Even before Michael Jackson, Neil Armstrong showed us how to walk on the Moon. He was the first and watching that blurry image on my parent’s black and white television on July 20, 1969 is something I will never forget. I was a 20-year old, hurrying back from my parents cottage north of Toronto. As we drove south we heard “Tranquility Base…the Eagle has landed.” A few hours later the camera caught Armstrong descending the Lunar Excursion Module steps to the Moon’s surface. By any standard of today’s space imagery, these grainy and jerky pictures would be considered very poor quality.
His Moon walk bore no resemblance to the one Jackson perfected but to me it was the most thrilling event I had ever witnessed in my young life. Rather than a shuffle with feet planted firmly on the lunar surface, Armstrong and his partner, Buzz Aldrin, hopped and leaped in the low-gravity environment. I kept on thinking walking on the Moon bore more of a resemblance to doing the bunny hop.

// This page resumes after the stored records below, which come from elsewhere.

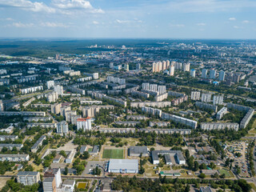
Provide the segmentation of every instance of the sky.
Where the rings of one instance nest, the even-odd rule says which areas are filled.
[[[0,0],[0,38],[256,39],[256,0]]]

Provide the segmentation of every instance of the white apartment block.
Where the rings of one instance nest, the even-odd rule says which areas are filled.
[[[55,86],[54,81],[48,81],[46,82],[46,85],[47,85],[47,89],[50,90],[51,88],[54,88]]]
[[[223,107],[222,109],[221,109],[219,111],[218,111],[216,114],[217,120],[221,120],[226,113],[227,113],[226,107]]]
[[[200,100],[200,92],[192,91],[191,92],[191,100],[198,101]]]
[[[187,62],[183,65],[183,71],[190,71],[190,63]]]
[[[69,132],[69,125],[62,121],[57,123],[57,134],[67,134]]]
[[[158,86],[158,91],[159,94],[165,94],[166,92],[166,86]]]
[[[48,94],[46,95],[46,98],[47,98],[47,101],[49,102],[55,102],[58,98],[58,93],[55,91],[53,91],[53,92]]]
[[[142,83],[142,90],[150,90],[150,83],[143,82]]]
[[[33,86],[33,87],[29,87],[29,88],[26,88],[26,89],[22,89],[21,92],[22,92],[22,94],[26,94],[37,92],[38,90],[43,90],[42,86]]]
[[[98,73],[93,73],[93,78],[98,79]]]
[[[63,94],[63,86],[59,85],[55,86],[54,91],[57,92],[58,95],[62,95]]]
[[[174,66],[171,66],[170,67],[170,72],[169,72],[170,76],[174,76],[174,70],[175,70]]]
[[[91,130],[91,120],[89,117],[86,118],[77,119],[77,129],[82,130],[83,131]]]
[[[223,104],[223,96],[214,95],[214,105],[222,105]]]
[[[202,94],[201,101],[203,102],[210,102],[211,94]]]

His words, “One small step for a man, one giant leap for mankind,” have yet to be followed by the actions so many of us expected after that first landing. But the dream lives on as we view Mars through the eyes of a robot named Curiosity, Saturn and its fascinating moons through a spacecraft called Cassini, and the Earth through the portals of the International Space Station.
I hope that in years to come as humans establish our first space settlements that the name, Neil Armstrong, receives the prominence it deserves. I will never forget July 20, 1969 or the man who first stepped on the surface of another world representing all humanity in our reach for the stars.